We all know that a standard 2×4 stud is 92 5/8" (92.625).....why?

when framing a wall panel, a standard 2×4x96 is used….2×4s are 1.5×3.5"......so with a bottom and top plate married together with a stud,.....the total height is 95.625"

this is smaller than a standard 4×8 sheet of plywood or wall board…..!!

Am I confused?

can anyone explain this???


----------



## mark88 (Jun 8, 2009)

92 5/8" studs are the wall studs you use for basic height of the average wall…then theres the bottom plate and 2 top plates which adds 4 1/2" more to the height of the wall which makes it slightly higher than 8' to put up the ceiling and drywall. there are also the 104 5/8" studs for the higher walls (typical walls). once you add the other 4 1/2" it makes it just above 9 ft to add the drywall to the ceiling and walls.


----------



## mark88 (Jun 8, 2009)

if we didnt have the 92 5/8" studs that would be alot of waste off the 8' studs or we would have to make odd sized drywall other than 4×8


----------



## KnotWright (Nov 6, 2008)

Doug, as for framing I can only tell ya from my own experience, in Texas and Tenn.
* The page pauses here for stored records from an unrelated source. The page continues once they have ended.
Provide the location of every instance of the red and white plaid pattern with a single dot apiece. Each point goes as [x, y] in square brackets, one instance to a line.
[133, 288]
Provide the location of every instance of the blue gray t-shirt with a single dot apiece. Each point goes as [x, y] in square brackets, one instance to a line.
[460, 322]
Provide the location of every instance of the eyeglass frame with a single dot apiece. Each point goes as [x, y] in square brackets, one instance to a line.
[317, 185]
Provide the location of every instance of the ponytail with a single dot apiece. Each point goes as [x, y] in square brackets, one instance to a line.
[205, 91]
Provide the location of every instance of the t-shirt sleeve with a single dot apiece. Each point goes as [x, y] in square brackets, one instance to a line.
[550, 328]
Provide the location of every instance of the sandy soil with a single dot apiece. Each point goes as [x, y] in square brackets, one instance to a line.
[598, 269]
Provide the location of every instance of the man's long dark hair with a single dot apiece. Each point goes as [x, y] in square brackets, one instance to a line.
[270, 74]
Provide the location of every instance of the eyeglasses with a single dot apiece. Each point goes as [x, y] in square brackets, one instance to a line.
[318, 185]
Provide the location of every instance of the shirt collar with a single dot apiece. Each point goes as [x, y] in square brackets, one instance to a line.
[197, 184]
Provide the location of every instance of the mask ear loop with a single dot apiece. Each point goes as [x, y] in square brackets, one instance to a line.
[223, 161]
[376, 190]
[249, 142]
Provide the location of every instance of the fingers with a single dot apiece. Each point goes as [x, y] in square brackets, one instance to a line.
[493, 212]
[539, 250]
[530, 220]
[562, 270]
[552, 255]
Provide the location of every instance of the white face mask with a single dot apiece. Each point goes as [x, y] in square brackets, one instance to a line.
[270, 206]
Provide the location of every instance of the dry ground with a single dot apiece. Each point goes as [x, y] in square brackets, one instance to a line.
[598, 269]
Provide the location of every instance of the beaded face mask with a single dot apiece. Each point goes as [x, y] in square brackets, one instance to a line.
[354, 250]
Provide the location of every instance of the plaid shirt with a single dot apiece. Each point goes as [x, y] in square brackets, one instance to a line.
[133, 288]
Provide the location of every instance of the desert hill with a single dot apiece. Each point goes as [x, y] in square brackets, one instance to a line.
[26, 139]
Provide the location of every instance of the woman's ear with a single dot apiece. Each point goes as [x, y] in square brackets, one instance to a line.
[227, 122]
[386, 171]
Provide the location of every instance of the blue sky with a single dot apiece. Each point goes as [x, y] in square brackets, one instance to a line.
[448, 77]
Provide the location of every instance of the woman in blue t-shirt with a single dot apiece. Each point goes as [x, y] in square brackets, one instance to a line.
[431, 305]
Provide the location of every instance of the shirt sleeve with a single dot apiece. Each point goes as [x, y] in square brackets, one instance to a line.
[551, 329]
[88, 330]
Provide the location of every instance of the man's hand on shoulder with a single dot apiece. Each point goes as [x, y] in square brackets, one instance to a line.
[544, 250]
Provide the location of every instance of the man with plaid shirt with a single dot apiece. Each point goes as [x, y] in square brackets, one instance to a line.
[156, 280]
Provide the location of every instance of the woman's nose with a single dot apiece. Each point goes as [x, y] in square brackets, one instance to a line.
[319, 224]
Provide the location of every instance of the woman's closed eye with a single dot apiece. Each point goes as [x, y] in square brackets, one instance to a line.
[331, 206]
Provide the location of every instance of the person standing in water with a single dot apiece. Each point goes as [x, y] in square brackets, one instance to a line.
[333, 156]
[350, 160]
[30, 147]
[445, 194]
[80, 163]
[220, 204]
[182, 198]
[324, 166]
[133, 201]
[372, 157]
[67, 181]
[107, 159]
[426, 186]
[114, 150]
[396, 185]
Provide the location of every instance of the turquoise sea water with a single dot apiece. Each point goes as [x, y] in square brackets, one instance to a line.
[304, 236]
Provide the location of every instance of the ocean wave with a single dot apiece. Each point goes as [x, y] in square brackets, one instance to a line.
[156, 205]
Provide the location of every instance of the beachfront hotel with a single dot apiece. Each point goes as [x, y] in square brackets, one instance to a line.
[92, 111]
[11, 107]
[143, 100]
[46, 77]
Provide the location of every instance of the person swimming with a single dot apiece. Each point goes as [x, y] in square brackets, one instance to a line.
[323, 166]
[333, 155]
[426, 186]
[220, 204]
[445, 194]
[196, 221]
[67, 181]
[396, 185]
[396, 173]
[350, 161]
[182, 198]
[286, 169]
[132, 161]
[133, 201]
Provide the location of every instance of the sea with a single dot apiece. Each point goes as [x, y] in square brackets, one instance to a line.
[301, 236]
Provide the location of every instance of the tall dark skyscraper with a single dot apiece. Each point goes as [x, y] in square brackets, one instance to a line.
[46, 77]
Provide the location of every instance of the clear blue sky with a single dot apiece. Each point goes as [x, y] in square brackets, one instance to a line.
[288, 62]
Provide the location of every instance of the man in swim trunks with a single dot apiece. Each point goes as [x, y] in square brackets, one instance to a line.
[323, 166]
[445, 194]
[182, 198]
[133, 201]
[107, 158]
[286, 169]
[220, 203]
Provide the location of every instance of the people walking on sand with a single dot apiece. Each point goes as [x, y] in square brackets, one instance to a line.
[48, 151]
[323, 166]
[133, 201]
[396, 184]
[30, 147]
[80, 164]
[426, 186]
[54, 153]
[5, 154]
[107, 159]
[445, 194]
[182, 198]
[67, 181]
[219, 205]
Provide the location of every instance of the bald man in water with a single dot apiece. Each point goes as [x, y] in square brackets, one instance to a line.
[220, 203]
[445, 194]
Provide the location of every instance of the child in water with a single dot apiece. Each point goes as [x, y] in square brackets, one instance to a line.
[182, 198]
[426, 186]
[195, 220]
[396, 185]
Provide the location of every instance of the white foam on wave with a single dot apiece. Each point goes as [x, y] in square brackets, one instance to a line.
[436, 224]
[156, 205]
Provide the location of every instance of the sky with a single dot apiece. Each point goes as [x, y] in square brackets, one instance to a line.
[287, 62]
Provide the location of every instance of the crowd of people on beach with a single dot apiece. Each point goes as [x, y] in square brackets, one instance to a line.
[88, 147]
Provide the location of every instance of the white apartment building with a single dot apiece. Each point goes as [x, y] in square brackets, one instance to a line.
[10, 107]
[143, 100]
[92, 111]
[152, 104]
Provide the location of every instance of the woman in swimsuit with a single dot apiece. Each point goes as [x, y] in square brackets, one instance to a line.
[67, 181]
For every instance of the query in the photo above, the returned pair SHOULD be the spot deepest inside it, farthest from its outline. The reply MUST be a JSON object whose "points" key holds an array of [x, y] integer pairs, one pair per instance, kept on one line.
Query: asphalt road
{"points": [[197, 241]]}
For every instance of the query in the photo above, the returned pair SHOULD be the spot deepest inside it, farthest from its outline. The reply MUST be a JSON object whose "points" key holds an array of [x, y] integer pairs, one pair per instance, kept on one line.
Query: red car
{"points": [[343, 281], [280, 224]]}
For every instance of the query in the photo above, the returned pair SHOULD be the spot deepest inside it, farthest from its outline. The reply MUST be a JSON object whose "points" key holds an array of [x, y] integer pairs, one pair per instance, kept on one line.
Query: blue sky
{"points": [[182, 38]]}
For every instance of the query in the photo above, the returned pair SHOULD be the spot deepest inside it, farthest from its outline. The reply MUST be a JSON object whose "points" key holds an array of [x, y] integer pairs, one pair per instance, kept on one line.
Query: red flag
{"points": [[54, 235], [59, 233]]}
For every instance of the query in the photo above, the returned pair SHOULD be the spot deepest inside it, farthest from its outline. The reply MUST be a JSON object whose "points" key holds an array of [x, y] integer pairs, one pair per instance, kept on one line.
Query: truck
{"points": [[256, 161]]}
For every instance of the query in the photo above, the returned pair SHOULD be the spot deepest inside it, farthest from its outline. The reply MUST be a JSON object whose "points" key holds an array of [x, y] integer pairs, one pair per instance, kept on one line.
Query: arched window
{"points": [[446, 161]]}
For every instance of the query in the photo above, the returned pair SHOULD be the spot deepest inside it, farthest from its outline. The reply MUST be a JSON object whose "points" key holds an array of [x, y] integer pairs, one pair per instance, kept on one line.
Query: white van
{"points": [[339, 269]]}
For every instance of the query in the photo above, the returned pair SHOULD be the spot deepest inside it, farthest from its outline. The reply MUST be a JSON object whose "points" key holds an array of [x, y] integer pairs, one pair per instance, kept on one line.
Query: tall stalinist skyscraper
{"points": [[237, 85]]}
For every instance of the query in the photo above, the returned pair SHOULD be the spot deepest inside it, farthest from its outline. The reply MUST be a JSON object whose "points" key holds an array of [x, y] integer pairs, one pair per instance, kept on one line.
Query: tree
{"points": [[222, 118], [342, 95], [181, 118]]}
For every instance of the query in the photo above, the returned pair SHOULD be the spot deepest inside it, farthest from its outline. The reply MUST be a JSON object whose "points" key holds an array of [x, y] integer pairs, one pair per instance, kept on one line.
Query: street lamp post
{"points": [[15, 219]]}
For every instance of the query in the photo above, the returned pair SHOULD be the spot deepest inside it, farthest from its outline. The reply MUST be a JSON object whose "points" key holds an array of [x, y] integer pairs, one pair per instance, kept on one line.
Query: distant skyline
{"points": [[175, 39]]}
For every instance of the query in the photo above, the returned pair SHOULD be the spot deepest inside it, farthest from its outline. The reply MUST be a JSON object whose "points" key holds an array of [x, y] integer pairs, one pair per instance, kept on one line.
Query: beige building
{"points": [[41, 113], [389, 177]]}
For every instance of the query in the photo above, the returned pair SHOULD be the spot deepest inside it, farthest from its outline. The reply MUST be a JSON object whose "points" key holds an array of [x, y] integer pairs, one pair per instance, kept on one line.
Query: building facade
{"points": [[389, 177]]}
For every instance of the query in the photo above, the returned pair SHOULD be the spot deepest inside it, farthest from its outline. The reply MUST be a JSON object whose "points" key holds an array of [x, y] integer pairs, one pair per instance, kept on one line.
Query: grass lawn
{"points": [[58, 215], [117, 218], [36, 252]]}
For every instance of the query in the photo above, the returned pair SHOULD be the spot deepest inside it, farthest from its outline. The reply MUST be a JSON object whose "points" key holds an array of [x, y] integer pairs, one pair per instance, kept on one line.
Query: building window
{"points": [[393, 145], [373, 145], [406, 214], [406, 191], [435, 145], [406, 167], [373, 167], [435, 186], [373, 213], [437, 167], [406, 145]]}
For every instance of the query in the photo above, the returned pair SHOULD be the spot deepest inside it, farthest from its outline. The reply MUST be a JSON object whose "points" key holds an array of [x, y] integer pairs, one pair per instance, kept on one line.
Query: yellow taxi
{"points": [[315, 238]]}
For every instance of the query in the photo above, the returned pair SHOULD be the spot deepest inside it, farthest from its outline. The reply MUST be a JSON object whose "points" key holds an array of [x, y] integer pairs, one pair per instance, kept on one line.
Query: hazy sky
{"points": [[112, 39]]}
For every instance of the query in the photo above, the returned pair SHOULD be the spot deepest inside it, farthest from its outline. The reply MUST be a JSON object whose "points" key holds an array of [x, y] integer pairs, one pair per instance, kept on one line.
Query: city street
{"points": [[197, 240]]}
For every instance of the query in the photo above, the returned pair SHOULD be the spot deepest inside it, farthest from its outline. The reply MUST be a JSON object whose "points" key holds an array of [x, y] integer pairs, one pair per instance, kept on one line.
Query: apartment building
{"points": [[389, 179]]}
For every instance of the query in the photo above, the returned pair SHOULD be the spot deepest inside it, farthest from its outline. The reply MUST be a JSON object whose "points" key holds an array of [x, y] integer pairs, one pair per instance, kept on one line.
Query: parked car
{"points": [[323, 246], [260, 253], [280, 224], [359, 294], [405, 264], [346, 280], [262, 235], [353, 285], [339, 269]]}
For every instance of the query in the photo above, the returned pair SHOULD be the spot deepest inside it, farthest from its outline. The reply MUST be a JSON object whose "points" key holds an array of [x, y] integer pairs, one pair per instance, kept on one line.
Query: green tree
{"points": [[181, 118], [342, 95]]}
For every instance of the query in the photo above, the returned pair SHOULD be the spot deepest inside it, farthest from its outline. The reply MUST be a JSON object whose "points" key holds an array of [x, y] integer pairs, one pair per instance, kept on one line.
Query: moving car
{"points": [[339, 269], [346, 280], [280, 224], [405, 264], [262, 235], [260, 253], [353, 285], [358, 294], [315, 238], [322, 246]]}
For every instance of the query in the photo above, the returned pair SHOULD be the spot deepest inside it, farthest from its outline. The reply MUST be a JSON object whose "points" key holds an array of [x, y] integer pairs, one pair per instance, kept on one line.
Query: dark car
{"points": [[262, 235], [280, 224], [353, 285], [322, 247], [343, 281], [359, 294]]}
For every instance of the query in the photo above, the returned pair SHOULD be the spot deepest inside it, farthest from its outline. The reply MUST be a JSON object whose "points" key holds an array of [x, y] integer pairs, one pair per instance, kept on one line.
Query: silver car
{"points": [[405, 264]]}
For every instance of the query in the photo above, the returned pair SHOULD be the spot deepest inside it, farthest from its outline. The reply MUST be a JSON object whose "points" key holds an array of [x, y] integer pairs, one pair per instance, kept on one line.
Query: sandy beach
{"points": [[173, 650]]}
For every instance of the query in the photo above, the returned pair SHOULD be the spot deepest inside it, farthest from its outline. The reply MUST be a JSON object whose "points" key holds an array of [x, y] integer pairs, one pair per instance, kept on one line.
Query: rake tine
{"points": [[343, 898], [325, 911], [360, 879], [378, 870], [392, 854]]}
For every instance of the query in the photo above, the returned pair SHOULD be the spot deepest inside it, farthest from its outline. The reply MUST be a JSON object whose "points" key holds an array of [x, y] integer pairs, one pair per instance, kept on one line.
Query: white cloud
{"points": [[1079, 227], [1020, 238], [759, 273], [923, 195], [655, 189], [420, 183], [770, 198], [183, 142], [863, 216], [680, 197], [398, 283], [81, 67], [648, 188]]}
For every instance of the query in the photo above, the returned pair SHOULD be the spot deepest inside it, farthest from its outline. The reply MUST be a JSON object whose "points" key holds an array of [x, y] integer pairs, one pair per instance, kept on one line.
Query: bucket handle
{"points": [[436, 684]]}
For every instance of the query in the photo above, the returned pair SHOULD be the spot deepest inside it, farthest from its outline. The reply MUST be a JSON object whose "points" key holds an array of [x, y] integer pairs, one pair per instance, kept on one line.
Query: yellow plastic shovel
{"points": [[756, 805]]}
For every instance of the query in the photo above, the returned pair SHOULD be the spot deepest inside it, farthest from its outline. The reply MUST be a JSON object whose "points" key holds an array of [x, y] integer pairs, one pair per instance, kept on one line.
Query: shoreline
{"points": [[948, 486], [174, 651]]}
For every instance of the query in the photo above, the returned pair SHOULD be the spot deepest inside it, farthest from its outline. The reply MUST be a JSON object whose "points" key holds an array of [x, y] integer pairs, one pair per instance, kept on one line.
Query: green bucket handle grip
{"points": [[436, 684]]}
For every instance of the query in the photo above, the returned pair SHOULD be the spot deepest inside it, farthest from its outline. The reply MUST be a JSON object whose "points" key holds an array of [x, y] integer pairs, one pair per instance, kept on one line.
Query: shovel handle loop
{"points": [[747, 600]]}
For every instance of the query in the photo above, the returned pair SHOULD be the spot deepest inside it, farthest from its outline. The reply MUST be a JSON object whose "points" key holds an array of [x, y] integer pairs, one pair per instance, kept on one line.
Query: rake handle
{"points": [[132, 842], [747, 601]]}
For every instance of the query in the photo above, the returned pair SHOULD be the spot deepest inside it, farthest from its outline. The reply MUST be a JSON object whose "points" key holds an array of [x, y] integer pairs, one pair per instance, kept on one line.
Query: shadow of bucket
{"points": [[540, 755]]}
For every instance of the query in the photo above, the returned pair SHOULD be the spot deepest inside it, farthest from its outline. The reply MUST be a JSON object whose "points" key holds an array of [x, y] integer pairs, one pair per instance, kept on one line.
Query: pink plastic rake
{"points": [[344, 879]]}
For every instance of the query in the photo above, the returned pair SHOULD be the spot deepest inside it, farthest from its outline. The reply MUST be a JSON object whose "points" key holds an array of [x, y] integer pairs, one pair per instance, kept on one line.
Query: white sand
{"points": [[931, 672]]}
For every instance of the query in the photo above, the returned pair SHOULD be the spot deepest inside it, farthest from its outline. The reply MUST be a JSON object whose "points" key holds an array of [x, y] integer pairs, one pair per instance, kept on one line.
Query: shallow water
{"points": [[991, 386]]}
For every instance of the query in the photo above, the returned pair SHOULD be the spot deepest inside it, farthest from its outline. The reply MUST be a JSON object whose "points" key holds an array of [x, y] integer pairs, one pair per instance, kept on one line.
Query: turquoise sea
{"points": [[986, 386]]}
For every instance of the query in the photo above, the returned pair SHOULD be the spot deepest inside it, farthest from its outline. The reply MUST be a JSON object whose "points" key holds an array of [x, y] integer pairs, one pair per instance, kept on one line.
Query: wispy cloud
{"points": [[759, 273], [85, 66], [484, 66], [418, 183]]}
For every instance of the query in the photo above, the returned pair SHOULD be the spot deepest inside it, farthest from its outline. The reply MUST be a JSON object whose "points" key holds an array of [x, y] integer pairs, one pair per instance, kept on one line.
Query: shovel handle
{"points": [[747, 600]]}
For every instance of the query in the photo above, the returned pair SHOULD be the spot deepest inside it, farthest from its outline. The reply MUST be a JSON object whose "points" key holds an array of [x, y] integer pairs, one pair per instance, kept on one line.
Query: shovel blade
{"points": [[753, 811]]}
You have one bottom treated plate (1.5") two top plates ( 3") and the 92 5/8" for a total of 97 1/8". If you use fire rated sheet rock on the ceiling, then you should have just enough space for two sheets of 4' x 8' drywall on the horizontal with a space left at the bottom so that the wall sheets don't wick up the water.


----------



## degoose (Mar 20, 2009)

What he said!


----------



## patron (Apr 2, 2009)

what that duck said that other guy said ,

QUACK !!!!


----------



## Sawkerf (Dec 31, 2009)

Check the signs when you buy 2×4's next time. Some are for wall framing (92-5/8"), but "standard" length is 96"


----------



## nmkidd (Sep 18, 2009)

Thanks everyone


----------



## margy (May 5, 2009)

Thanks Doug. My question is answered. It's all about sheetrock not about bird cages, eh? Margy


----------